Re: Kernel RBD hang on OSD Failure

Tom Christensen <pavera@xxxxxxxxx> · Thu, 17 Dec 2015 10:19:10 -0700

I've just checked 1072 and 872, they both look the same, a single op for the object in question, in retry+read state, appears to be retrying forever.
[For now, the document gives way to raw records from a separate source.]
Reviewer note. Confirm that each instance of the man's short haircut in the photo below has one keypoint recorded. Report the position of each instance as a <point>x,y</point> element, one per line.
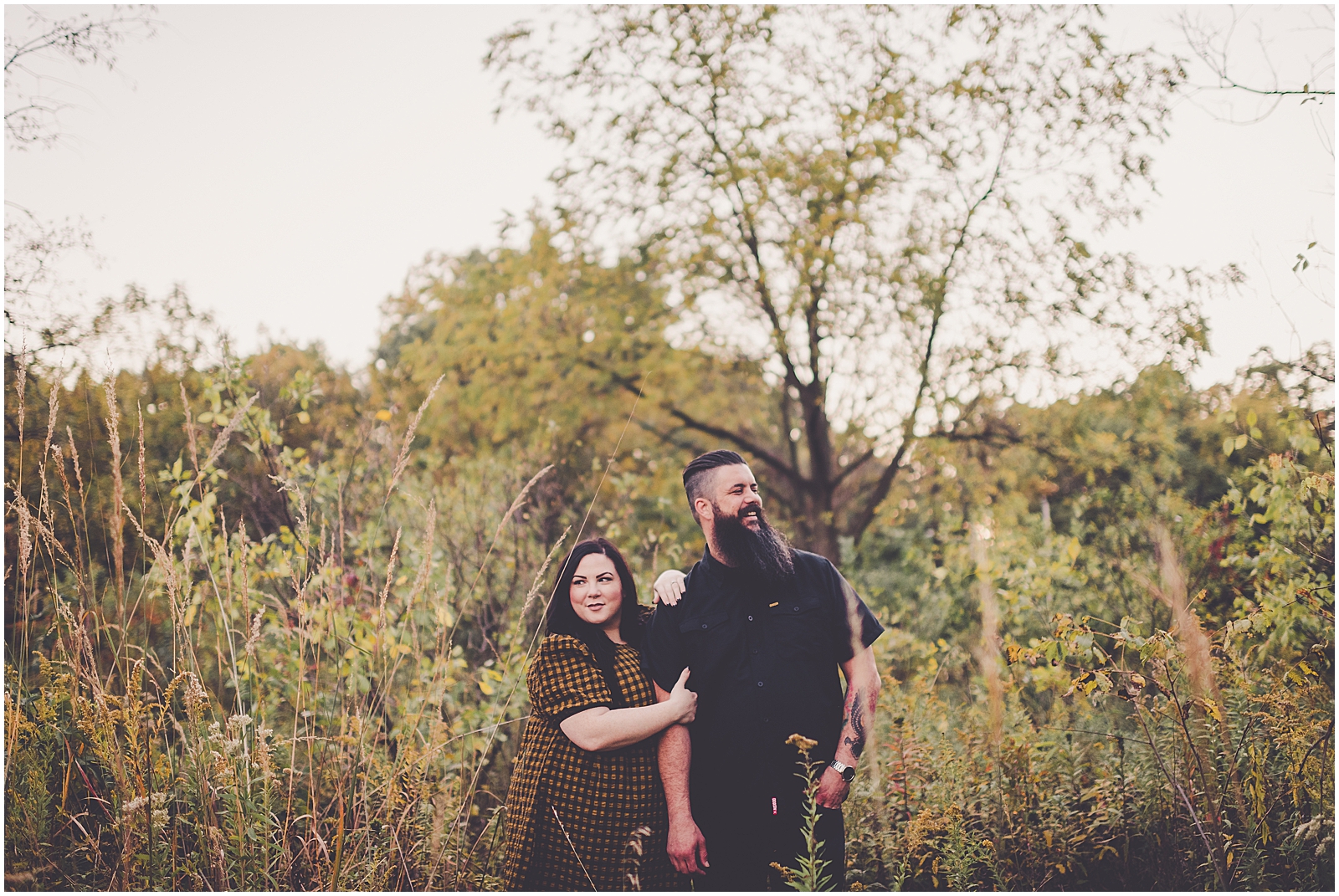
<point>695,474</point>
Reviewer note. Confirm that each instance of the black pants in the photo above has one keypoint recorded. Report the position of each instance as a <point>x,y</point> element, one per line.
<point>742,845</point>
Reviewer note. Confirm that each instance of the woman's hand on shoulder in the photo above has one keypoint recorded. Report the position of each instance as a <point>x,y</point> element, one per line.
<point>683,701</point>
<point>669,586</point>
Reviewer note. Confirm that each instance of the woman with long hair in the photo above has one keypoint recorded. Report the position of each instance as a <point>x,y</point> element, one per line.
<point>587,808</point>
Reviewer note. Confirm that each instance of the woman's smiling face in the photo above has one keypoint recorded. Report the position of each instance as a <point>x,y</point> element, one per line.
<point>596,591</point>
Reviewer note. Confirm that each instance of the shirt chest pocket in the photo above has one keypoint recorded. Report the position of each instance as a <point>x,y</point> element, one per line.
<point>706,642</point>
<point>797,626</point>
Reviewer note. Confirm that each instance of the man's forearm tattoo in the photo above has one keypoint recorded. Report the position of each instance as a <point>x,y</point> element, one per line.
<point>857,726</point>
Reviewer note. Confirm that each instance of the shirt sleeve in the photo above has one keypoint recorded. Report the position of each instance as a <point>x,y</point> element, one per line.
<point>663,658</point>
<point>566,681</point>
<point>854,627</point>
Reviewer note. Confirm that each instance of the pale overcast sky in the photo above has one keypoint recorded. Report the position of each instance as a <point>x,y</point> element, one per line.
<point>288,165</point>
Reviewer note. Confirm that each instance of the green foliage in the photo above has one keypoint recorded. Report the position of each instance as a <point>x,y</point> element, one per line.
<point>308,670</point>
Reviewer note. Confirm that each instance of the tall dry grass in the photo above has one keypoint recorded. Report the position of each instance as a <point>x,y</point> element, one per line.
<point>336,704</point>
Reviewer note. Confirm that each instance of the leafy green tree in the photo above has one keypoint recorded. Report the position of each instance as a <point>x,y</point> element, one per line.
<point>542,354</point>
<point>883,209</point>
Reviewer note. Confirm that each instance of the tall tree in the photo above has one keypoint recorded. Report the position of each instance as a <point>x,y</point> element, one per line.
<point>883,207</point>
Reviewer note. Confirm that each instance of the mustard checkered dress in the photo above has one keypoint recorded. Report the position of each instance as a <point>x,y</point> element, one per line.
<point>571,813</point>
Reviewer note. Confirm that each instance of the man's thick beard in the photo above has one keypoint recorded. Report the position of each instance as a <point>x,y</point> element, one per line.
<point>763,552</point>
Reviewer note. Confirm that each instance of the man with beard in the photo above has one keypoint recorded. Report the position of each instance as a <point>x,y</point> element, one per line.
<point>763,628</point>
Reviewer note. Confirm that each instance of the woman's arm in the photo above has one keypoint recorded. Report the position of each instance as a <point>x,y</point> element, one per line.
<point>603,729</point>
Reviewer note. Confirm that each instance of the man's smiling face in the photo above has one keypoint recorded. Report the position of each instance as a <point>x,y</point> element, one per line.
<point>734,493</point>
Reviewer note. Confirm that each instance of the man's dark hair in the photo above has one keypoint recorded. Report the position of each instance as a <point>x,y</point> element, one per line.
<point>696,472</point>
<point>562,619</point>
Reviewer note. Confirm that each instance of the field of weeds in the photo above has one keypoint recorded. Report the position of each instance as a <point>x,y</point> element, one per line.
<point>234,663</point>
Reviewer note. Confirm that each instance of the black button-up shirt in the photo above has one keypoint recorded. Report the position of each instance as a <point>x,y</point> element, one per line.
<point>765,664</point>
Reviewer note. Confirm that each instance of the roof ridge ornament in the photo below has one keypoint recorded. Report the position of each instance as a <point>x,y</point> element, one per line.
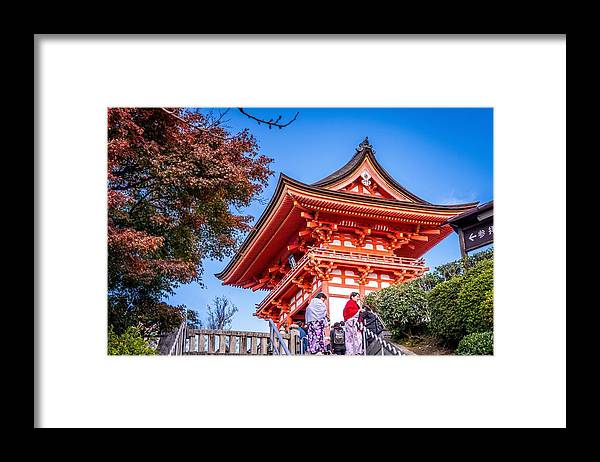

On Thu, Dec 17, 2015 at 10:05 AM, Tom Christensen <pavera@xxxxxxxxx> wrote:
I had already nuked the previous hang, but we have another one:

osdc output:
70385   osd853  5.fb666328      rbd_data.36f804a163d632a.00000000000370ff               read
11024940        osd1072 5.f438406c      rbd_id.volume-44c74bb5-14f8-4279-b44f-8e867248531b              call
11241684        osd872  5.175f624d      rbd_id.volume-3e068bc7-75eb-4504-b109-df851a787f89              call
11689088        osd685  5.1fc9acd5      rbd_header.36f804a163d632a      442390'5605610926112768 watch

#ceph osd map rbd rbd_data.36f804a163d632a.00000000000370ff

osdmap e1309560 pool 'rbd' (5) object 'rbd_data.36f804a163d632a.00000000000370ff' -> pg 5.fb666328 (5.6328) -> up ([853,247,265], p853) acting ([853,247,265], p853)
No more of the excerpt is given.